Cooking alone needn't be lonely
For a million Americans who live alone, "a home-cooked meal" is most likely to be a hastily tossed-together sandwich or snack. And according to the Census Bureau, the number of single-person households will continue to increase dramatically. It projects that by 1990 more than one-quarter of all households will consist of only one person.
In a series of interviews with single people of all ages and backgrounds, Betsy Robertson, consumer adviser for the National Food Processors Association, tried to find out why single people eat such scanty meals at home.
One New York City bachelor gave a common response. "I can't be bothered cooking for myself," he said. "I try to eat a good lunch and at night I order some spare ribs and fried rice from a Chinese restaurant and have a doughnut or ice cream for dessert."
Ms. Robertson discovered that those she interviewed who planned a bit and shopped for food once a week had a better-planned daily menu.
"One man I spoke with, a salesman from Des Moines, relied on some prepared foods and usually managed to put together a good meal in a half hour without doing a lot of fussing," she said. "He might heat up a can of chili, then add raw, chopped onion and grated Cheddar cheese, or slice a couple of frankfurters and heat them with a can of baked beans.
"Once a week he makes a meat loaf, then reheats it for a second meal. Every night he creates a salad that includes lots of fruits or vegetables.
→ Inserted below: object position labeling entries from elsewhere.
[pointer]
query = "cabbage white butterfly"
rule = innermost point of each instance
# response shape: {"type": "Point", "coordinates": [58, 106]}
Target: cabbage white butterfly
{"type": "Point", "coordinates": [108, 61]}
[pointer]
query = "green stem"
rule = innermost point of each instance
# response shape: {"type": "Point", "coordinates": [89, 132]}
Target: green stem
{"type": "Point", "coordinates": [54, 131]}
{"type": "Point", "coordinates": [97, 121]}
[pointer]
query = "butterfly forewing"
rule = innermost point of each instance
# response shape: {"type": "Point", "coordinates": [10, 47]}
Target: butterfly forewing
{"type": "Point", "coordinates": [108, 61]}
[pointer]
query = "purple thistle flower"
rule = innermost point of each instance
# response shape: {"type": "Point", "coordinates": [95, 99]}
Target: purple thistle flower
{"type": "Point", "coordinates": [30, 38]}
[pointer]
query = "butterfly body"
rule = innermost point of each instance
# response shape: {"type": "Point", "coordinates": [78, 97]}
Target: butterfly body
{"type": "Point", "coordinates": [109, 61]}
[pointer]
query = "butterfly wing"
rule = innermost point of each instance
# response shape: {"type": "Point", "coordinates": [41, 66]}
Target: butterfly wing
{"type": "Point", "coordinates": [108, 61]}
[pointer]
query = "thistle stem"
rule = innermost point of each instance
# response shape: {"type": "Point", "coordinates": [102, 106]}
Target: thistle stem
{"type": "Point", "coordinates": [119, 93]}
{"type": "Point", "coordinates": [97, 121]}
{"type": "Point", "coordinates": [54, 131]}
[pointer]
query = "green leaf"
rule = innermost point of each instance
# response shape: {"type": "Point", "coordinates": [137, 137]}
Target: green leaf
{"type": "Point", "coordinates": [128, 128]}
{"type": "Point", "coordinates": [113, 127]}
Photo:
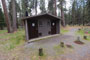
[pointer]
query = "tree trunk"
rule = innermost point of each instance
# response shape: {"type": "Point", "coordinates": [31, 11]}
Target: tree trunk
{"type": "Point", "coordinates": [7, 19]}
{"type": "Point", "coordinates": [14, 16]}
{"type": "Point", "coordinates": [62, 15]}
{"type": "Point", "coordinates": [35, 2]}
{"type": "Point", "coordinates": [55, 8]}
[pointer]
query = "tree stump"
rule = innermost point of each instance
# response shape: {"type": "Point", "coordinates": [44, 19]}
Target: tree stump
{"type": "Point", "coordinates": [40, 52]}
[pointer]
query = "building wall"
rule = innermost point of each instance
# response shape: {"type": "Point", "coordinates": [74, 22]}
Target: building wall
{"type": "Point", "coordinates": [44, 27]}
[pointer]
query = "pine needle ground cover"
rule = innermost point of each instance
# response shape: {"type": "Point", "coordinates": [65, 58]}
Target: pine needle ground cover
{"type": "Point", "coordinates": [9, 41]}
{"type": "Point", "coordinates": [84, 32]}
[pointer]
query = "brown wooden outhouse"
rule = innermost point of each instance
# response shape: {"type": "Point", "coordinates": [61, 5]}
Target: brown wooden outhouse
{"type": "Point", "coordinates": [41, 25]}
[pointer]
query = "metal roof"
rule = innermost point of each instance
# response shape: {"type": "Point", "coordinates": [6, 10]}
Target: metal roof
{"type": "Point", "coordinates": [46, 15]}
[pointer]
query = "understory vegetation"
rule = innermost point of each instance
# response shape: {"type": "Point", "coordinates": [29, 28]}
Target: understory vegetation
{"type": "Point", "coordinates": [10, 41]}
{"type": "Point", "coordinates": [84, 32]}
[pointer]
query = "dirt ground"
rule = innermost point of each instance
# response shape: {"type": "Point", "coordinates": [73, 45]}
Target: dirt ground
{"type": "Point", "coordinates": [51, 48]}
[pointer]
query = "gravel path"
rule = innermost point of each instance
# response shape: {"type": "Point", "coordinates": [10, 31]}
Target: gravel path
{"type": "Point", "coordinates": [79, 52]}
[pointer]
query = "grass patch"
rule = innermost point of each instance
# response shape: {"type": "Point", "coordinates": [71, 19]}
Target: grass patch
{"type": "Point", "coordinates": [59, 49]}
{"type": "Point", "coordinates": [3, 31]}
{"type": "Point", "coordinates": [83, 33]}
{"type": "Point", "coordinates": [12, 40]}
{"type": "Point", "coordinates": [63, 31]}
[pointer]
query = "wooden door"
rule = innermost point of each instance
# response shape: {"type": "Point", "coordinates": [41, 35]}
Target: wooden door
{"type": "Point", "coordinates": [33, 28]}
{"type": "Point", "coordinates": [53, 27]}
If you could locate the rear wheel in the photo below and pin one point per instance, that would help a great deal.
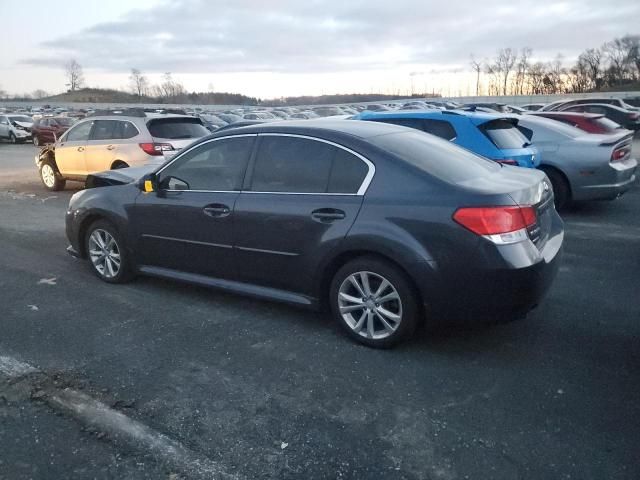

One favorite combination includes romaine lettuce, canned mandarin oranges, and slivered almonds in a vinaigrette dressing with a teaspoon of honey.
"You would expect that women living alone are able to cook for themselves," Ms. Robertson says. "However, interviews with a group of single women from 25 to 35 years old in the Los Angeles area showed that a number of them ate dinner at restaurants or nibbled on cheese, fruit, and crackers rather than cook anything.